We spent our last night in the U.S. (for a while) in Couer d’Alene, Idaho and headed north to cross into Canada. We had been looking forward to exploring our northern neighbor for a while and were full of adventure and excitement as we cruised up to the border crossing.
Handing over our passports and answering the agent’s questions seemed easy enough, until something I said piqued her interest. She asked us to park the RV to the side and enter the office to speak with an agent, something you never want to hear at a border crossing. I have spoken to multiple Canadians since this incident who warned me that crossing at slower checkpoints often invites increased scrutiny. Perhaps that’s what happened here.
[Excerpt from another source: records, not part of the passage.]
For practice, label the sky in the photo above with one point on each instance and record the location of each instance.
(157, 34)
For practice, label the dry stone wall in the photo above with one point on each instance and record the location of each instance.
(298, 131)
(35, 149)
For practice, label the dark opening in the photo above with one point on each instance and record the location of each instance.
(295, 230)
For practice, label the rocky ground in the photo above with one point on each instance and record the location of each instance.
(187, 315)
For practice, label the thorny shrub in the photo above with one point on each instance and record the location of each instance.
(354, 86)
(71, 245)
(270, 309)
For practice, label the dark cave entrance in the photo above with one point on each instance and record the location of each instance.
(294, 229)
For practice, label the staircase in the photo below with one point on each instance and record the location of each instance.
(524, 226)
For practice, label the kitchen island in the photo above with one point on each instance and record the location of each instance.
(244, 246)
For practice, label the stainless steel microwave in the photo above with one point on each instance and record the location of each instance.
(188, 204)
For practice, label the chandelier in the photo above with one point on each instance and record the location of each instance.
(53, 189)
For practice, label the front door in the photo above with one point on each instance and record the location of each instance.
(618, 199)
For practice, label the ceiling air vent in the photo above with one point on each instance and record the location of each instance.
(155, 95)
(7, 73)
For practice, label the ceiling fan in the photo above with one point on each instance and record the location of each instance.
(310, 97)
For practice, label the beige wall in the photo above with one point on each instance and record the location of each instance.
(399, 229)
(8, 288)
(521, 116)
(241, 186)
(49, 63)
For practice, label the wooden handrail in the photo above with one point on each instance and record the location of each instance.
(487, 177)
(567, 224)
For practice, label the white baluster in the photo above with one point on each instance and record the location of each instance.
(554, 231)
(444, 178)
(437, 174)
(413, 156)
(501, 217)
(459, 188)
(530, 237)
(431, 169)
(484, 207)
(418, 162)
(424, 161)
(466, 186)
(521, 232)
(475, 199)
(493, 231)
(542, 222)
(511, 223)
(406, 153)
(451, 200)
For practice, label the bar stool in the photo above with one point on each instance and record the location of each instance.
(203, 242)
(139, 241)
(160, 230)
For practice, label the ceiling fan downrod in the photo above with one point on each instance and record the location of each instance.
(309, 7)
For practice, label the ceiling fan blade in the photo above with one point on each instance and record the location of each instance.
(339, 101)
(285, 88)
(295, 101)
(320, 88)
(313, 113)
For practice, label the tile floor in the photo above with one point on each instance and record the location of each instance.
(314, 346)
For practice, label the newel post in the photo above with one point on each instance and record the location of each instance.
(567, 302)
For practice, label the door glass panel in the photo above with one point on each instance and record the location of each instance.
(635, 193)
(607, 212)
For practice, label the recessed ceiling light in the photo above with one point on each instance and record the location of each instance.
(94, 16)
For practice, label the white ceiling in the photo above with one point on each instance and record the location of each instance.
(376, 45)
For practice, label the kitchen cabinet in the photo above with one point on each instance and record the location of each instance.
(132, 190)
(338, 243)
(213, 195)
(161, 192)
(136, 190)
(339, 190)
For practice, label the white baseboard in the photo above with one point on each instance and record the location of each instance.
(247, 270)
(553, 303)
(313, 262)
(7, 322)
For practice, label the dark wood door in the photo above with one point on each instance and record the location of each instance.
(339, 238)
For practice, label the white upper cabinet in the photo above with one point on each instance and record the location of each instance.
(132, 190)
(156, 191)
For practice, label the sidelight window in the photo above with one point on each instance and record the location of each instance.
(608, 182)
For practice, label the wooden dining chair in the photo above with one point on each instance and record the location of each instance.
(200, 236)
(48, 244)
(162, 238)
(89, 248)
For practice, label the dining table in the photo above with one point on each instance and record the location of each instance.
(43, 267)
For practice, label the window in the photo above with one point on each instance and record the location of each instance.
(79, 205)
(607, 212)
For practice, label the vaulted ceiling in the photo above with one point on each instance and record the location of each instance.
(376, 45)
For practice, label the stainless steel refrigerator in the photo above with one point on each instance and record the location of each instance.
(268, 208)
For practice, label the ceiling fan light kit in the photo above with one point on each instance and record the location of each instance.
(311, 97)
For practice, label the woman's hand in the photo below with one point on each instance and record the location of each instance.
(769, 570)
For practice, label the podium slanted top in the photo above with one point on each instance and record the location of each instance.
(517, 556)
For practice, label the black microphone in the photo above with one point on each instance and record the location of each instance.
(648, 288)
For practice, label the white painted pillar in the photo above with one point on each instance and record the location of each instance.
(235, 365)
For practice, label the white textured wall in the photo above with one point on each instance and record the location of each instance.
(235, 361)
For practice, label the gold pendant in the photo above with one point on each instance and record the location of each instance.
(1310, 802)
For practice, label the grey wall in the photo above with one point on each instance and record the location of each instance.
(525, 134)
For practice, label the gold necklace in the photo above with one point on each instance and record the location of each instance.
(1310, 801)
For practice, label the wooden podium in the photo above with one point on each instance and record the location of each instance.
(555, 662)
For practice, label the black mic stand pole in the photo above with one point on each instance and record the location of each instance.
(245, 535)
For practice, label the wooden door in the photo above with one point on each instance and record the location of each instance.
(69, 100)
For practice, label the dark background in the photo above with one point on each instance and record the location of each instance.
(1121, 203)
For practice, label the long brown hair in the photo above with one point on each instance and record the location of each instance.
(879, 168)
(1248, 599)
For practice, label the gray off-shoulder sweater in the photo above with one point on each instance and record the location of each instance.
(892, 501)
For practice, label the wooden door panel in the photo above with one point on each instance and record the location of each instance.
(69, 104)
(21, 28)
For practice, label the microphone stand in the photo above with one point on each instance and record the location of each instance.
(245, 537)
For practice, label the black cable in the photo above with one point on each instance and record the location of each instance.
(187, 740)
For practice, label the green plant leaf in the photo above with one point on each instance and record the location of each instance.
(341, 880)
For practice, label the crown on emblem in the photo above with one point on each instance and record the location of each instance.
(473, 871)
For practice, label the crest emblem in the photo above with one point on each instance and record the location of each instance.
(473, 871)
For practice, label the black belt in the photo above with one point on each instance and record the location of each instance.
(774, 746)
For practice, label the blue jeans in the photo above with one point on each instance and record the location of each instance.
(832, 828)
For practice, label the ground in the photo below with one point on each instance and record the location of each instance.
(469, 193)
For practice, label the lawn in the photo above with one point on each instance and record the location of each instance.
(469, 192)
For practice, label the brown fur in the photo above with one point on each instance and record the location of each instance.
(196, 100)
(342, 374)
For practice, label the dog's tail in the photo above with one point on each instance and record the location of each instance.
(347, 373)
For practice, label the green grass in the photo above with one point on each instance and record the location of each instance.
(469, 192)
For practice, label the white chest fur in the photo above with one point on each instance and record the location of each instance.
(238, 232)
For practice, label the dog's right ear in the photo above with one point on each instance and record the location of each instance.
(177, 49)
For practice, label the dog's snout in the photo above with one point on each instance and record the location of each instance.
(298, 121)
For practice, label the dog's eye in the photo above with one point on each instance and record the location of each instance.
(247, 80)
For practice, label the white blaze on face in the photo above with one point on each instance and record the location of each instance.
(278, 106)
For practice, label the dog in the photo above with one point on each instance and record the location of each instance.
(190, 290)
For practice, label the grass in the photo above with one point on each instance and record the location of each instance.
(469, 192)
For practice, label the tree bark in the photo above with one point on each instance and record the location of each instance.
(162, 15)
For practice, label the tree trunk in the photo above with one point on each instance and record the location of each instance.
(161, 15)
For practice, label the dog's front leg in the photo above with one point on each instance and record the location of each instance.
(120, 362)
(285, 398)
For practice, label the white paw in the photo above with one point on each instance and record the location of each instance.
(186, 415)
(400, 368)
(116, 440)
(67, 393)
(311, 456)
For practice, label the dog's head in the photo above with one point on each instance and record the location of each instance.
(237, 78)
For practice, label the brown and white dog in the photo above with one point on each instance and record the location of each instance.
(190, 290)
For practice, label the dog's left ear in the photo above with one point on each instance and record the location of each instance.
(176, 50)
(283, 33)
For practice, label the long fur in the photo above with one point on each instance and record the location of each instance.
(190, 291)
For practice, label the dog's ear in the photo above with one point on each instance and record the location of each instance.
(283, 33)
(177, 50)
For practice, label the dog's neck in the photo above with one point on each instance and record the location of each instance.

We went inside and checked in with an agent who took our passports and asked me some more questions. He ended up with the keys to the RV and the Jeep, the code to the safe in the RV, and headed out with a second agent to take a closer look. They were out there for about 30 minutes while I tried to play it cool in front of the kids. I knew we didn’t have anything to be worried about, but my mind started playing tricks on me while we waited as I racked my brain for anything that I possibly could have had to get in trouble.
They came back with some cash and Melody’s purse and wanted to know why we had cash on us. I explained to them it was for emergencies and they seemed ok with it, took my hemp-derived CBD oil (legal in the U.S., legal in Canada, somehow illegal at the border) and wrote me up some seizure paperwork, and sent us on our way. As we journeyed on into Canada, a sense of relief hit us as we released some of the tension that had built up over the past hour.
Ransacking aside, we’re having a great time in Canada. We stopped for a night to rest and then made our way to the Calgary-area.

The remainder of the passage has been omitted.